飛ばされた被身子は深刻そうな顔で首を横に降るのだけど、何かしらそれ、何が言いたいのかしら?
「手遅れって言いたいんですよ、レイミィちゃんの無意識な言動と行動で一人の男の子が犠牲になってしまったことにトガは今からどんな謝罪を彼にすれば良いのかと悩んでしまいます」
「そんな大げさな、と言うか人が犯罪犯したみたいなノリで言われるのは心外なんだけど」
「心外なのはそこまでのことを言っておきながら万一にも脈がないっていうことを突きつけられる心操くんだと思いますよ?」
脈ってなに……あ、また溜息を! 冬美さんもどうしようみたいな感じで見てないで、と言うかあの人がそんな顔するってことはもしかして私が悪いのこれ?
「悪いかどうかってなると、うーん、そうかなぁ」
「ズバって言っていいと思いますよ、レイミィちゃんのノンデリ! って」
にっこり笑顔の被身子の言葉を聞いた直後、浴室に小気味よい音と一人の少女の悲鳴が響いたのはきっと気の所為だろう。別に何もしてないのに被身子が頭を抑えて唸っているけど、まぁ逆上せたんでしょ、そろそろ出ましょうか、冬美さん。
「え、えぇ、そうね……大丈夫、被身子ちゃん」
「訴えたら勝てるくらいには痛いです」
誰が誰に訴えるのかしらね? そんな雰囲気に呑まれてすっかり頭から抜けてしまったが、そう言えばあの時、どうして冬美さんは私の身体を見つめていたのだろうかと着替えている時に思い出し聞いてみた。
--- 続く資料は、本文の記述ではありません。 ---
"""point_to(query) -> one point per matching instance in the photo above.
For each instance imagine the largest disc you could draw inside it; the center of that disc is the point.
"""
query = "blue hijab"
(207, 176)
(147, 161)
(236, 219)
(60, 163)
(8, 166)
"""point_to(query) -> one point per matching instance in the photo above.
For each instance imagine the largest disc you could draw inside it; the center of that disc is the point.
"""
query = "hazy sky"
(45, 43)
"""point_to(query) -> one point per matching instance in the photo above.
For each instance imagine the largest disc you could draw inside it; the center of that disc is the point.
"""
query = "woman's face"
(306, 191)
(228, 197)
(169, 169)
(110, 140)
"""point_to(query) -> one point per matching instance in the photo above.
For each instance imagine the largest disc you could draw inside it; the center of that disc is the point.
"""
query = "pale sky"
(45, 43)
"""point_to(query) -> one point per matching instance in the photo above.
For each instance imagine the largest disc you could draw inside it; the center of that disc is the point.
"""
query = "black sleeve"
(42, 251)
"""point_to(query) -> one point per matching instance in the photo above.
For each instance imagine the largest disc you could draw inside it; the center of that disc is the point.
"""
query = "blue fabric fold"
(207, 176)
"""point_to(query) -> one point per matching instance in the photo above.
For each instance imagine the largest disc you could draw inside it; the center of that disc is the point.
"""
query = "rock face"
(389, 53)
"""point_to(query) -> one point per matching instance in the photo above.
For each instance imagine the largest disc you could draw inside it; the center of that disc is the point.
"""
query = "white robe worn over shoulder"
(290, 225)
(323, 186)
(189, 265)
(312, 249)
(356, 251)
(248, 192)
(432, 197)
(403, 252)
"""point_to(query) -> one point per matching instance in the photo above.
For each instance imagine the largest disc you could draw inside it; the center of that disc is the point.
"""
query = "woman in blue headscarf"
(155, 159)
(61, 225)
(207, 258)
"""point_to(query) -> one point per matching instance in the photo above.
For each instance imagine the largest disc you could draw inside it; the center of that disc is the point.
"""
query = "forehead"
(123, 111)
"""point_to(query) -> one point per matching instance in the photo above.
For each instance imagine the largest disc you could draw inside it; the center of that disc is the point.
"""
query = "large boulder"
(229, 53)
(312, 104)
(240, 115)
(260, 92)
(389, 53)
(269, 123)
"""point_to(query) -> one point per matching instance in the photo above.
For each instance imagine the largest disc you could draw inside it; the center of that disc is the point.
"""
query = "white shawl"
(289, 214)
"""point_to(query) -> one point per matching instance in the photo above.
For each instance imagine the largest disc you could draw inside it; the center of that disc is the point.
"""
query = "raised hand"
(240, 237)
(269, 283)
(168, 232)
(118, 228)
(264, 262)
聞けば、彼女は気の所為かもしれないけどと前置きをしてから、私にこう聞いてきた。
「レイミィちゃん、なんだかこう、体の線が細くなってないかなって」
「体の線が細く? あまり気にしたこと無いけど、そうかしら?」
線が細く、つまり体の筋肉とかが落ちてきてるってこと? あぁでもリカバリーガールの検査の時に気付いたけど、確か体重は軽くなってたわね。
この時、私はなんてことない感じにそう答えたのだがそれを聞いた冬美さんは何だか痛ましい事実を知ってしまったかのような表情をしたのを今でも忘れられない。